How to open CSV files in QGIS
30.05.2012 18:51 · GIS · qgis, howto
Recently, there have been a lot of questions about working with CSV files in QGIS. So here is my attempt to shed some light on this complex and confusing topic. Be prepared for a longread.
So what is CSV? CSV (comma-separated values) is a text format for storing tabular data. A CSV file contains records, each of which is made up of fields separated by a specific delimiter. Despite its simplicity and the existence of RFC 4180, CSV is not a single, well-defined format. In practice, the word CSV refers to any file containing values separated by any separator.
RFC 4180 compliant file:
XCOORD,YCOORD,CATEGORY,NAME,TYPE
-9.2057202,38.6935901,attraction,Padrão dos Descobrimentos,monument
-9.2179075,38.692625,museum,Forte do Bom Sucesso,castle
-9.1983022,38.70763,museum,Palácio Nacional da Ajuda,castle
-9.2156419,38.6947058,fountain,Chafariz da Praia de Belém,attraction
The same data, but with a different delimiter (not RFC 4180 compliant, but still a CSV file).
XCOORD;YCOORD;CATEGORY;NAME;TYPE
-9.2057202;38.6935901;attraction;Padrão dos Descobrimentos;monument
-9.2179075;38.692625;museum;Forte do Bom Sucesso;castle
-9.1983022;38.70763;museum;Palácio Nacional da Ajuda;castle
-9.2156419;38.6947058;attraction;Chafariz da Praia de Belém;fountain
Now it should be more or less clear what the format is. Let’s see how these files can be used in QGIS.
Technical note
Support for different data sources in QGIS is implemented using so-called “data providers”. These are regular shared libraries that implement a specific interface (set of functions). Some data providers can only work with one specific data source, such as the PostgreSQL provider, while others support multiple data sources, such as the GDAL data provider. So very often the same file or data source can be opened with two or more providers. And due to the fact that different providers have different capabilities, opening a file with the wrong provider can make you, um… frustrated and urge you to post angry feedback on forums or mailing lists.There are two data providers in QGIS that “understand” the CSV format:
delimitedtext
(specialised)ogr
(universal)
To use the delimitedtext
provider, the “Add Delimited Text Layer” plugin must be enabled. On the other hand, the ogr
provider works out of the box and does not require any plugins to be enabled.
Using delimitedtext
provider
This provider only supports CSV files with a spatial component. Spatial information can be defined either as columns with X and Y coordinates, or as a column with geometry definition in WKT (Well-Known Text) format. It is not possible to open non-spatial tabular data with this provider, for example, to join it to an attribute table of another layer. Another limitation is that layers created by the provider cannot be edited in QGIS. Of course, you can export the created layer to another format, such as a shapefile, but there are some other issues to be aware of, which are described below.
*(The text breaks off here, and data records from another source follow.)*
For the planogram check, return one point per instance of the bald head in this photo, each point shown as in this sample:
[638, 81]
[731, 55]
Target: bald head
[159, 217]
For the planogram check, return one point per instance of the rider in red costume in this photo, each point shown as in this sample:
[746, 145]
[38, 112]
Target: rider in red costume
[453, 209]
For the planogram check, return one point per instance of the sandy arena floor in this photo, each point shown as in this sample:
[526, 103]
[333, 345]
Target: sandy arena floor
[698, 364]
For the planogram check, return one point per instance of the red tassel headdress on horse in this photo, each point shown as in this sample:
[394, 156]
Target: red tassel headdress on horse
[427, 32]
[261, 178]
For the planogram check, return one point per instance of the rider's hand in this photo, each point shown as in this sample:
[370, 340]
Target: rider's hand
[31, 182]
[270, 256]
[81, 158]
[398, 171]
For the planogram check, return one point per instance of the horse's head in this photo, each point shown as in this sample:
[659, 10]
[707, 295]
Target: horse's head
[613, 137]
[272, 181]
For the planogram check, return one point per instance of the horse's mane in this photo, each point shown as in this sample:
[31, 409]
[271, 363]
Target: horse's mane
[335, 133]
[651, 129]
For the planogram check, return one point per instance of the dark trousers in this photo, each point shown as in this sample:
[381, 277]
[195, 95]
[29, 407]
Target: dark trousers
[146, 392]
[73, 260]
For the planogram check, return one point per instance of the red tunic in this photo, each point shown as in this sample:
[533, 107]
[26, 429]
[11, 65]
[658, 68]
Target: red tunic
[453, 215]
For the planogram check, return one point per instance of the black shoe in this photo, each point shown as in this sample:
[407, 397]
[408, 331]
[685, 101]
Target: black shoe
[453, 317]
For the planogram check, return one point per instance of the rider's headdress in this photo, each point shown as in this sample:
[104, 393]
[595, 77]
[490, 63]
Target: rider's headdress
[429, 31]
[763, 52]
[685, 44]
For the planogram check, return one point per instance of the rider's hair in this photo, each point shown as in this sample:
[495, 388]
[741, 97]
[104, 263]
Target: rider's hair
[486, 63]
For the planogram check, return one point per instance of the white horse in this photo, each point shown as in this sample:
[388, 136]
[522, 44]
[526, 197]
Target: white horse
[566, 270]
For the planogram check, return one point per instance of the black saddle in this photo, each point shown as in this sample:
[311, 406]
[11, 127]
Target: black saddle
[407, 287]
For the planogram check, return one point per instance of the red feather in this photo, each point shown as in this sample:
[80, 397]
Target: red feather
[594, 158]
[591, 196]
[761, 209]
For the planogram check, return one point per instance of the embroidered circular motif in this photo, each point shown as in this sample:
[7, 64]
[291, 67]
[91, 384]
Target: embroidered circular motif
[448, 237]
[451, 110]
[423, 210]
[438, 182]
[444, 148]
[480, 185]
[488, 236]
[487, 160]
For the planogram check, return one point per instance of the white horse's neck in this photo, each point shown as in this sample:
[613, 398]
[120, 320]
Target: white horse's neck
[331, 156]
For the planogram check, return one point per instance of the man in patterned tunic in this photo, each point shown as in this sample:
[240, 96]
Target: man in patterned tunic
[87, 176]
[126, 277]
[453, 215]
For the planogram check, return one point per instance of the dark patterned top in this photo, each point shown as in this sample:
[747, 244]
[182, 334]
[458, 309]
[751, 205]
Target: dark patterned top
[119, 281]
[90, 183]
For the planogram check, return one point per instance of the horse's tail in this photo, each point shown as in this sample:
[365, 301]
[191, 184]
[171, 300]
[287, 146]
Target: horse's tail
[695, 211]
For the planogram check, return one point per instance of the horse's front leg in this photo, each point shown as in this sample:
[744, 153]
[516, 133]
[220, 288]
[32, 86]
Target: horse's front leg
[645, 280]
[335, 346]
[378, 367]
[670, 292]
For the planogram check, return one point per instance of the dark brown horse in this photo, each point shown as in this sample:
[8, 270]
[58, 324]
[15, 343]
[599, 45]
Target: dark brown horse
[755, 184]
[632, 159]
As mentioned above, to use this provider, you need to activate the “Add Delimited Text Layer” plugin. To do this, first go to “Plugins → Manage plugins”, find the required plugin in the Plugin Manager dialogue and enable it if it is not already enabled. The plugin adds its button to the “Layers” panel and to the “Layer” menu.
The QGIS manual provides detailed instructions on how to use the plugin, so I won’t repeat them here. After clicking on the plugin button, the following window will appear.
The “File Name” field specifies the imported CSV file; the “Layer Name” field is filled in automatically, the layer name will be the same as the file name without suffix, if desired/needed it can be changed. Immediately after selecting a file, the module will analyze it using the specified delimiters and display the result in the preview area at the bottom of the window. Two situations are possible at this stage:
- an appropriate delimiter is selected, and the data is displayed correctly in the preview area
- the delimiter in the file and the one selected in the plugin do not match, and the data in the preview area is displayed incorrectly (columns are “glued” or extra columns appear)
In the latter case, you must set the correct delimiters using the preset values or by entering your own delimiter (as a plain text or a regular expression).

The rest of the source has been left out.